DevOps
DevOps is one of those buzzwords that get thrown around all the time, without anyone seeming to know exactly what it means. I wasn’t quite sure myself, so here’s my impression summed up in one article.
EtymologyPermalink
It’s not that hard to see that DevOps is comprised of two words, Dev and Ops, respectively development and operations. What’s hard is to deduct whatever that means, to combine development and operations, as those have been quite different domains. Let’s start with taking a look at them individually.
DevelopmentPermalink
From a developer point of view, it’s pretty self-explanatory what one does. Developers develop applications and services, and make them as feature rich, pretty and stable as possible. They know the requirements for the applications, such as which other services they depend upon, as well as an approximate resource usage for the machine on which it is hosted. The main focus is still to produce the features required by the company and it’s customers.
OperationsPermalink
Operations, however, are traditionally tasked with maintaining and updating servers, configuring networks, scaling computational capabilities and other infrastructural problems necessary to keep the developed applications running. And, most importantly, installing and updating the applications that development produces. In other words, keeping the services operational.
Dev + Ops = ?Permalink
Now, combining continuously expanding features and keeping the services stable is challenging, as they are two opposing mindsets. On one hand, there is the goal of responding to the competition, changing rapidly, and the other to provide a reliable system, keeping the services available to the users.

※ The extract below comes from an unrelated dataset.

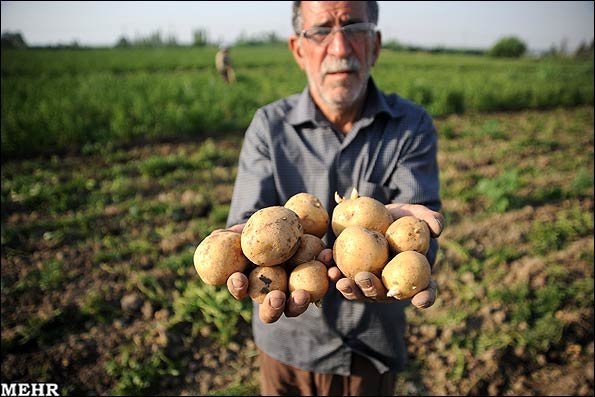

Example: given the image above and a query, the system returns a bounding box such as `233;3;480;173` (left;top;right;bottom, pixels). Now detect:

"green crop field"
0;47;594;395
1;46;593;157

Traditionally, developers made applications and shipped them to operations, and did not have any further responsibilities. Operations received an application and deployed it on the servers, and if something didn’t work, they would report back and say it didn’t work. Whether this was because of an operating system update, a bug in the application or a misconfiguration of variables was not easy to figure out.
Both parties did their job, but still ended up in the situation where the service was unavailable or degraded until someone noticed - hopefully not the customer. Both can argue that they didn’t change anything of importance, and both still have to double check their work until the cause is found, and both have to use valuable time on something that possibly could have been prevented.

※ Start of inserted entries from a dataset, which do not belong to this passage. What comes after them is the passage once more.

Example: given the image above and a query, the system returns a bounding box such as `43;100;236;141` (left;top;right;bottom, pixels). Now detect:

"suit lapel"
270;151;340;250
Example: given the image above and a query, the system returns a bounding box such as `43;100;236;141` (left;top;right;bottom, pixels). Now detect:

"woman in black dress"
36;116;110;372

The technology value stream. The participants are strictly separated, similarly to the waterfall methodology, and nothing comes back upstream.

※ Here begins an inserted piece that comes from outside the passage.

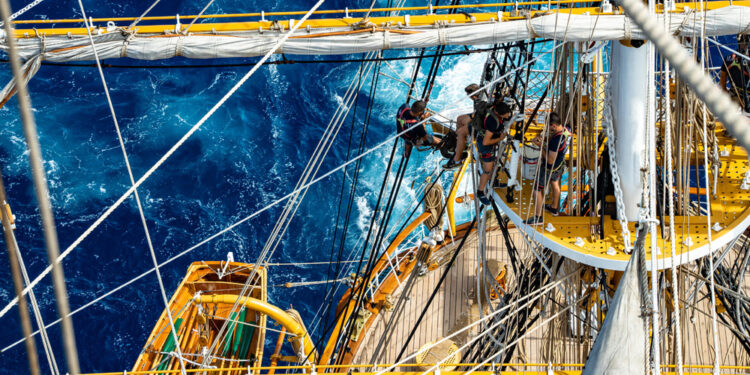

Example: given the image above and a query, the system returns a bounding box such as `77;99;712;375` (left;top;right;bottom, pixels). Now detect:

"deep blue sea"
0;0;494;374
0;0;740;374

The conflicting goals of dev and ops is a conflict that will continue as long as the company exists, and the longer they are in conflict, the worse the problem will probably get. However, both of these groups exist in the same company, and should, in theory, have the same aligned goals, ensuring to fulfill both of the goals at the same time. Behold, DevOps.
DevOpsPermalink
The main goal of DevOps is to make deployments safer, mitigating the problems described above. The foundation, however, is to enhance cooperation and align the goals of the participants of the technology value stream, from feature request to user adoption.
The Fluffy PartsPermalink
The book The DevOps Handbook divides the improvement on this topic in two parts: Flow and feedback.
The main concept in flow is the flow of tasks, left to right, in the technology value stream. It consists of dividing projects or features into smaller tasks, much in alignment with the agile methodology. Smaller tasks will normally cause less change, which again usually leads to lower risk deployments. The tasks should also be visible, so that potential bottlenecks can be discovered and improved upon.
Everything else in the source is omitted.